The immediate and enduring success of Lehar's operettas is due in part to his nostalgic backward gaze. He composed in an era when Vienna, classical music, and the world were in transition. For people like the tradition-loving Austrian haut bourgeoisie, these were terrifying times: Industrialization had fundamentally changed the pace and texture of city life. Wagner's music-dramas and esthetic philosophy, once controversial, had long since revolutionized the opera stage and pointed the way toward new musical styles. Freud's ideas were beginning to attract notice. The year after the premiere of The Merry Widow, composer Richard Strauss unleashed his shocking adaptation of Oscar Wilde's Salome upon the world of opera. The blithe gaiety of widow Hanna Glawari's world, like that inhabited by operetta characters stretching back to Die Fledermaus, could not be further from all that. She and her stage-mates, elegant grown-ups all, behave like high school students scheming and double-crossing each other before prom night.
But the dramatic conceit upon which The Merry Widow rests is not without substance.

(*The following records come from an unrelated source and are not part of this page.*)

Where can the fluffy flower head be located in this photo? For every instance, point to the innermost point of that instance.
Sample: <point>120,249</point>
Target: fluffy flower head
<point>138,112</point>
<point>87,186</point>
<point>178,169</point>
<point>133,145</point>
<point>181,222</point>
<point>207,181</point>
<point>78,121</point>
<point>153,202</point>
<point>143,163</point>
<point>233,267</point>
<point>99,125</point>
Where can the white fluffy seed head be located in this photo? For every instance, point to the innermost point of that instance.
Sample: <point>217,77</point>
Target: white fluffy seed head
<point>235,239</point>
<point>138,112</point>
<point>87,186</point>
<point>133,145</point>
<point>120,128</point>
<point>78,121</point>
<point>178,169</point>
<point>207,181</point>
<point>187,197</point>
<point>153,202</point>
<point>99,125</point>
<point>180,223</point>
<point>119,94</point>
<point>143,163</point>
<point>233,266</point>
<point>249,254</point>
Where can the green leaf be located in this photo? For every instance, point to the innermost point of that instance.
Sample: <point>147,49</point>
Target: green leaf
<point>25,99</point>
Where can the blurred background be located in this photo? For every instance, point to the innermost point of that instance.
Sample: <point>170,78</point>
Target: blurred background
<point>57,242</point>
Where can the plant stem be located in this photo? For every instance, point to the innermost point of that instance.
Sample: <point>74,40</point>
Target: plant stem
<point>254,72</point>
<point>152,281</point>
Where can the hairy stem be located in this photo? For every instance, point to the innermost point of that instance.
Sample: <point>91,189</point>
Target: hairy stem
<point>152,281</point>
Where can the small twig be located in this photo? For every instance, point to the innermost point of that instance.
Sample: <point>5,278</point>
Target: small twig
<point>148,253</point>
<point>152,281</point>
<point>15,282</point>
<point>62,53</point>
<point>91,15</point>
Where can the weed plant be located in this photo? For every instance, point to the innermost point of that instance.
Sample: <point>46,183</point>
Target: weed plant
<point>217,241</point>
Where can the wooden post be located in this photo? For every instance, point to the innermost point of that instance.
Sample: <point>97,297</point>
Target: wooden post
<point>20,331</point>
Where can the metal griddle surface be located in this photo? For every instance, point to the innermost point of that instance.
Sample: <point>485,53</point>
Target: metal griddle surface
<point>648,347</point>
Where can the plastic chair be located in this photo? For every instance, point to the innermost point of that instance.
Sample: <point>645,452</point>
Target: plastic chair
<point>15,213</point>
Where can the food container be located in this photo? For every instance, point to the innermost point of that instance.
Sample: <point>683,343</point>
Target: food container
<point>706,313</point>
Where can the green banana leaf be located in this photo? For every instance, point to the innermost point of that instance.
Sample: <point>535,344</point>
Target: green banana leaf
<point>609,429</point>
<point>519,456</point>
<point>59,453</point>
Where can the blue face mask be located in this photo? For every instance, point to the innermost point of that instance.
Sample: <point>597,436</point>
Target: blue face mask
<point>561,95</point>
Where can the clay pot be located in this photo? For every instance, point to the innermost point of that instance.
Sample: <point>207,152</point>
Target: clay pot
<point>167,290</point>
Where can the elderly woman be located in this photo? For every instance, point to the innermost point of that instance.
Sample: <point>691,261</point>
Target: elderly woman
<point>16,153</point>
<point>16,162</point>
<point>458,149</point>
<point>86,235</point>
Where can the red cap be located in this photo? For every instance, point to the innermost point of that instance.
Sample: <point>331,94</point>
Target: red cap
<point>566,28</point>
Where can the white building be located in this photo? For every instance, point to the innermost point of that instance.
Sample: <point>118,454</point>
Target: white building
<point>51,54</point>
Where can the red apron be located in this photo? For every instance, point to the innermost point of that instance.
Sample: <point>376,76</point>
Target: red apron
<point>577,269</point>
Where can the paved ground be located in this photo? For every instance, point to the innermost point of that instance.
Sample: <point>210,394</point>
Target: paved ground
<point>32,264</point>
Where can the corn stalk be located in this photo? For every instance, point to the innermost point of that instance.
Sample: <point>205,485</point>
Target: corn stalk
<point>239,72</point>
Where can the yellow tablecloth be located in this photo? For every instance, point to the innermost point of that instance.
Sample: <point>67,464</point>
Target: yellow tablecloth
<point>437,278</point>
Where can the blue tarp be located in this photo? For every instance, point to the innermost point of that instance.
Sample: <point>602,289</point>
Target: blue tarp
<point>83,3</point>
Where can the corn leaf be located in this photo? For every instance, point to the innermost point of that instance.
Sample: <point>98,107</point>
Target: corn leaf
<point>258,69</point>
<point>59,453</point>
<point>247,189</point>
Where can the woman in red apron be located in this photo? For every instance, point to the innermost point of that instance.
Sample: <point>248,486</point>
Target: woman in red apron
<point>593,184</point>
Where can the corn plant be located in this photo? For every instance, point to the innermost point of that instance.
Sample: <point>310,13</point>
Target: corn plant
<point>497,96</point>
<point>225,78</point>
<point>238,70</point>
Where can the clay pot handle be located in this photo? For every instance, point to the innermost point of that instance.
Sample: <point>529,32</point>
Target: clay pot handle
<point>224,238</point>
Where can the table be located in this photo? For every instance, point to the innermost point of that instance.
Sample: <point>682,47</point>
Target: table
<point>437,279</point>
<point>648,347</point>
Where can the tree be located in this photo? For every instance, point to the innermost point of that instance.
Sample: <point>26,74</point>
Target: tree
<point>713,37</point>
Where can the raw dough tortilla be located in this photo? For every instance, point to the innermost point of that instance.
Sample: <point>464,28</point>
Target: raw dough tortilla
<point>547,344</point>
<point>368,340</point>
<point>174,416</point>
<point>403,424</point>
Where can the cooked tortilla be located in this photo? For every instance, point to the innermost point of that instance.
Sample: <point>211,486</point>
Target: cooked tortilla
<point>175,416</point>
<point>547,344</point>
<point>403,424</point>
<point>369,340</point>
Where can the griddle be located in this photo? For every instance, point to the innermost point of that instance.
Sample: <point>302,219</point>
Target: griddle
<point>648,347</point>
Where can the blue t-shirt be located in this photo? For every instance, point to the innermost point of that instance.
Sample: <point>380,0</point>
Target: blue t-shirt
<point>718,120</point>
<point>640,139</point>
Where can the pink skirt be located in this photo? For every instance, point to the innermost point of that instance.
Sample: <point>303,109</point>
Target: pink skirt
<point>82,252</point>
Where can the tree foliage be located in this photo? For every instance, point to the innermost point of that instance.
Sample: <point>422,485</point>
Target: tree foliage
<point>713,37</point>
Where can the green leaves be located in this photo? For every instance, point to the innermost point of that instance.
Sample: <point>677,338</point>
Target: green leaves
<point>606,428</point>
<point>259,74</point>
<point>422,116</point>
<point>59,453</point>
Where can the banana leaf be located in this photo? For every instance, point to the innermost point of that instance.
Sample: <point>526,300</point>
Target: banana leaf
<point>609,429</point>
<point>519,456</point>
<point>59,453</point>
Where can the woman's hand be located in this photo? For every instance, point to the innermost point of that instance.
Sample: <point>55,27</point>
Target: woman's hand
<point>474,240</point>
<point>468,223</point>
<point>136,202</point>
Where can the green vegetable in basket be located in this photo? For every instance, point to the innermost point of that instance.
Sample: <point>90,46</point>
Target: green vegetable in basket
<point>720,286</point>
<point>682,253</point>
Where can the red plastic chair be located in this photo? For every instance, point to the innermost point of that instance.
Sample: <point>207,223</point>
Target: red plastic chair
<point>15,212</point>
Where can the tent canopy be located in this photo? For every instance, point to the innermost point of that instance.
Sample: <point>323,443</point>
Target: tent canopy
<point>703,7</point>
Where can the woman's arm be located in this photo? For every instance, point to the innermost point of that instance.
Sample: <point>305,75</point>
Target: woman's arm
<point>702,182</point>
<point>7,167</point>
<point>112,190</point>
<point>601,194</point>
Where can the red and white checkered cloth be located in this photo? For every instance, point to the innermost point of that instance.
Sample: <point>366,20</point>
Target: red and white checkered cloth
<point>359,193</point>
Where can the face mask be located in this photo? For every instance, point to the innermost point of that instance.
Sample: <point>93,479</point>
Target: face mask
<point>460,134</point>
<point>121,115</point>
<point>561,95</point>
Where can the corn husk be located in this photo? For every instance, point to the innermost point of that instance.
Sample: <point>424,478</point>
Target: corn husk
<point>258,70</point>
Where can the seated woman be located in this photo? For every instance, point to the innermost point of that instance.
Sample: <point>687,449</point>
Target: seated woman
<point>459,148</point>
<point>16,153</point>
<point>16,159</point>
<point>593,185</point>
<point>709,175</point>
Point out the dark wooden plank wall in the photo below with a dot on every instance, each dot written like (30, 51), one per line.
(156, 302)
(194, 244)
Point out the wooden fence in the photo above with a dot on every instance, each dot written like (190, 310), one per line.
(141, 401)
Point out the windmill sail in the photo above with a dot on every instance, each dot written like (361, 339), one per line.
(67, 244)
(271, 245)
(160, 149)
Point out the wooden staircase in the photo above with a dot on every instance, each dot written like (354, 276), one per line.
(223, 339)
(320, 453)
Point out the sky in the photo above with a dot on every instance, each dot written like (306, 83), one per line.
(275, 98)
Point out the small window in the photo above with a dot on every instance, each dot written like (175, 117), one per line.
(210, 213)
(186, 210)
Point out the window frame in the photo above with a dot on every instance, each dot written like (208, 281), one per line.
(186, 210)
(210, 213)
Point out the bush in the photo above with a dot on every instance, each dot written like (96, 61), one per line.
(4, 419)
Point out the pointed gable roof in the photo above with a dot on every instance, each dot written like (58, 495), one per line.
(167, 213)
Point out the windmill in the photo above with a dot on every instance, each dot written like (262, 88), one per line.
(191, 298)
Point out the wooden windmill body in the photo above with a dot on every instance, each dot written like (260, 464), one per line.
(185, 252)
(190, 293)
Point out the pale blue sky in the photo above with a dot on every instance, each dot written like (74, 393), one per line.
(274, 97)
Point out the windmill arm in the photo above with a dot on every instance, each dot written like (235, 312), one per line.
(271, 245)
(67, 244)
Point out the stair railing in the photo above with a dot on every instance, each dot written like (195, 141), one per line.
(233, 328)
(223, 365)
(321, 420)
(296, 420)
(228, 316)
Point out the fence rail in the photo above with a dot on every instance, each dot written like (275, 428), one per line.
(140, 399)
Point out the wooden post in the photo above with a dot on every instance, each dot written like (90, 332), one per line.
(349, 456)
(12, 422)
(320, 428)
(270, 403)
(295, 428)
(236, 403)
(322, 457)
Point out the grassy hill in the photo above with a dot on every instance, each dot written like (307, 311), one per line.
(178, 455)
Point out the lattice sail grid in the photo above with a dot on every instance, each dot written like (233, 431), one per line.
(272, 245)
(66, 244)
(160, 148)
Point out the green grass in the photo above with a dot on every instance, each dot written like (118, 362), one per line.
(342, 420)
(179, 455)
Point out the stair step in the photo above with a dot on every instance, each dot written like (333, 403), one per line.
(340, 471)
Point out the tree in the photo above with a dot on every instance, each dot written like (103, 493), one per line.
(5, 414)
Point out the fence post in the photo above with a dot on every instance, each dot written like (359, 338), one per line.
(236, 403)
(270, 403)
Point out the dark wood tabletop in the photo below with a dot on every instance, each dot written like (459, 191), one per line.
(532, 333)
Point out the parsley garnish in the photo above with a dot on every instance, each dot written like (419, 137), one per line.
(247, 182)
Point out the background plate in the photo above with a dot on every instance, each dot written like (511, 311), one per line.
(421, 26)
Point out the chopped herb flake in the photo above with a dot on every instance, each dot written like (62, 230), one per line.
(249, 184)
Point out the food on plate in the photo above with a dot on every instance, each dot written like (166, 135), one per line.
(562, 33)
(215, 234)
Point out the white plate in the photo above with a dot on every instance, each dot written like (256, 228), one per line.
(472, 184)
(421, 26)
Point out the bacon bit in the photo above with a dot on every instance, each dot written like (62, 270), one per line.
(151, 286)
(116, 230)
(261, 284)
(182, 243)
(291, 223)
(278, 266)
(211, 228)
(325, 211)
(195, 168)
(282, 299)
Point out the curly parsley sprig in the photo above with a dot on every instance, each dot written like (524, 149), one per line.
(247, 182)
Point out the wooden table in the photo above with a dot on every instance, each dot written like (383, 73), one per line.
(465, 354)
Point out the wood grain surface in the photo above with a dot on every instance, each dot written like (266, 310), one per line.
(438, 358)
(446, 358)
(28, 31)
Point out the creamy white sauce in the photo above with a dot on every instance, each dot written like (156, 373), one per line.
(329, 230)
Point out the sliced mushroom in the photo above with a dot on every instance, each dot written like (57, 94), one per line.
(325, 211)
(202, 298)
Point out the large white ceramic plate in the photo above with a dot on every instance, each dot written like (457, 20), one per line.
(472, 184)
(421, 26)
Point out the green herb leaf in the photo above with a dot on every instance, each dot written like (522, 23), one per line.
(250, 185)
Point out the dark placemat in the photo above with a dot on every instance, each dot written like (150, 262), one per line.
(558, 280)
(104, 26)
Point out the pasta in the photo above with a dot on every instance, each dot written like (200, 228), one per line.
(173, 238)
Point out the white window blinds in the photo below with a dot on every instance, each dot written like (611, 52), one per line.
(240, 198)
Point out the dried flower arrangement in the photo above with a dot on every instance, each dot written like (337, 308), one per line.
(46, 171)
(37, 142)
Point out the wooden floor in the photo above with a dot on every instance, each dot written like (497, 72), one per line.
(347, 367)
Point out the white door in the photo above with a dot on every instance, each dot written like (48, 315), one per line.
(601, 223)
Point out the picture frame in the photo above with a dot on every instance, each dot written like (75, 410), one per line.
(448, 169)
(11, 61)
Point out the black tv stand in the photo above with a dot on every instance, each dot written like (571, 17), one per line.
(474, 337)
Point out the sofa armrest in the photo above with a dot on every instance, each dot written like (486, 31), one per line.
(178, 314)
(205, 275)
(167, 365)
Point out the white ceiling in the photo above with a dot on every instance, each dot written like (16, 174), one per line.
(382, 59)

Hanna Glawari, our heroine, returns to Pontevedro and to the suitor who rejected her when she was young and poor, but now she is a glamorous, still-youthful widow of enormous wealth…so rich, in fact, that she could single-handedly solve her homeland's fiscal crisis — if only she would marry one of its citizens. In the hands of the Swiss writer Friedrich Dürrenmatt, this premise became a fascinating study in the nature of conscience and complicity, as the returning rich widow demanded the execution of her young seducer. Dürrenmatt's stage treatment became the chilling 1964 feature film The Visit, starring Ingrid Bergman and Anthony Quinn. Before that came the Marx Brothers' anarchic 1933 satire Duck Soup, in which the rich widow is Mrs. Teasdale, played by the majestically naive Margaret Dumont. Will Mrs. Teasdale's millions save the tiny republic of Freedonia? Perhaps — if the war triggered by her rival suitors doesn't destroy it first.